The real value of Custom Lens emerges when you close the loop between review and remediation. The WA Tool API exposes events via EventBridge — specifically, the `AWS Well-Architected Tool:UpdateAnswer` event is emitted whenever an answer changes risk level. You can use this as a trigger for a remediation pipeline.

The design I've implemented in production uses Step Functions with the following flow:

1. **EventBridge Rule** captures HIGH risk events from the WA Tool and invokes a Step Function
2. **Triage Lambda** queries the WA Tool API to get the full context of the question and unselected choice
3. **AWS Config Rule** checks whether the corresponding configuration drift exists in the environment (for example, if the question is about Glue Job bookmarking, the Config Rule checks whether `--job-bookmark-option` is enabled on the workload's Glue Jobs)
4. **Conditional decision**: if drift exists, automatically creates a Jira ticket with full context and a link to the choice documentation; if it doesn't exist, marks the risk as "accepted" via API with automatic justification
5. **CloudWatch Custom Metric** `WATool/HighRiskCount` is published after each execution, enabling alarms and trend dashboards

This integration transforms the WA Tool from a passive audit mechanism into an active component of the governance cycle. The operational cost is low: Step Functions Express Workflows charge per execution and duration — for quarterly reviews with ~20 questions, the monthly cost is under $1. The value, on the other hand, is the elimination of the gap between identification and action that kills most governance programs.

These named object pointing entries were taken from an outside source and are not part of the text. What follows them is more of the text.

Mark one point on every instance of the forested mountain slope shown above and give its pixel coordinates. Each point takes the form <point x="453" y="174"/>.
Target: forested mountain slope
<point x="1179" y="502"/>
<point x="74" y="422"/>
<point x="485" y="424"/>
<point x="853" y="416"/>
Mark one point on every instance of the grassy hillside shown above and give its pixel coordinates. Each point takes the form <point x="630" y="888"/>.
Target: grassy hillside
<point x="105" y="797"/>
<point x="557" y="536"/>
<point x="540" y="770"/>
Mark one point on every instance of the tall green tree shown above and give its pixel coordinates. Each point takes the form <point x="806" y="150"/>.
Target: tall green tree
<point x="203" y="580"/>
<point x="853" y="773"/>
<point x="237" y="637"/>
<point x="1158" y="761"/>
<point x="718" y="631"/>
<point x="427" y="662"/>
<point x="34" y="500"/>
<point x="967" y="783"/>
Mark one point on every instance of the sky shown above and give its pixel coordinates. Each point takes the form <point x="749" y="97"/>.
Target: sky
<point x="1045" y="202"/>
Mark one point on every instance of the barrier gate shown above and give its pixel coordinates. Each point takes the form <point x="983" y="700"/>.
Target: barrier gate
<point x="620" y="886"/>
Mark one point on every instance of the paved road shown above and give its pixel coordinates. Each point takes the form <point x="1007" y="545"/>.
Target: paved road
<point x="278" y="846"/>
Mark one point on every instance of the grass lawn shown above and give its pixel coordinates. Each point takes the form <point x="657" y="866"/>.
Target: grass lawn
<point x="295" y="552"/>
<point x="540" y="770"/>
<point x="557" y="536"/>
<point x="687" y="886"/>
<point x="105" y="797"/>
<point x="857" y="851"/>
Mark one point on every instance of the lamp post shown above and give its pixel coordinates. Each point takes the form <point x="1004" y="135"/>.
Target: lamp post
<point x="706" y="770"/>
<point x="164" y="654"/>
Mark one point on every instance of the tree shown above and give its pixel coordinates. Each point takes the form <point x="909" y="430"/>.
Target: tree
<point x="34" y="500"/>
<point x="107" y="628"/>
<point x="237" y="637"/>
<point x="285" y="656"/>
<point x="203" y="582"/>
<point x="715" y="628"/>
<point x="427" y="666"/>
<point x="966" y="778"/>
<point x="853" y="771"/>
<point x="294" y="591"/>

## Security and IAM: Who Can Do What in the WA Tool

The WA Tool has a permissions model that most teams ignore until they have an incident. By default, any principal with `wellarchitected:*` can create workloads, conduct reviews, and — critically — **delete milestones**. In an audit context, a deleted milestone is destroyed evidence.

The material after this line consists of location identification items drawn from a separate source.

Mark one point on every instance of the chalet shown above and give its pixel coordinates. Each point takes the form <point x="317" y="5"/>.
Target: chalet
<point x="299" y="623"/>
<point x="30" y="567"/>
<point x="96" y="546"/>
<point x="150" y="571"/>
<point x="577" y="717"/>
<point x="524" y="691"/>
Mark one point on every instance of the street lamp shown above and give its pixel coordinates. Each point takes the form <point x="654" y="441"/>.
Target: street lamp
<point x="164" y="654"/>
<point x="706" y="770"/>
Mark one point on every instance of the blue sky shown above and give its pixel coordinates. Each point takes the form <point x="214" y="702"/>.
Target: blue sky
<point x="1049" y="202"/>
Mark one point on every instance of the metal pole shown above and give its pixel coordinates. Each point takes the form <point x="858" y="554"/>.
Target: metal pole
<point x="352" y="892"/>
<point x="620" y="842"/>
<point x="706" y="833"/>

The control I implement uses three separate IAM roles with the least privilege principle:

- **`WATool-Reviewer`**: `wellarchitected:CreateWorkload`, `wellarchitected:UpdateAnswer`, `wellarchitected:GetWorkload`, `wellarchitected:ListAnswers`. No permission to create or delete milestones.
- **`WATool-Auditor`**: `wellarchitected:CreateMilestone`, `wellarchitected:GetMilestone`, `wellarchitected:ListMilestones`. No permission to update answers. This role is assumed only by the CI/CD pipeline after the review is complete.
- **`WATool-Admin`**: full permissions, including `wellarchitected:DeleteWorkload` and `wellarchitected:DisassociateLenses`. Restricted to an administrator group with mandatory MFA and a maximum session duration of 1 hour via `aws:MultiFactorAuthAge` condition.

An important detail: the WA Tool **does not support resource-based policies** — all control is via IAM identity policies. This means you cannot use `aws:ResourceTag` conditions directly on WA Tool resources. The alternative is to use SCPs in AWS Organizations to restrict WA Tool actions to specific roles in production accounts.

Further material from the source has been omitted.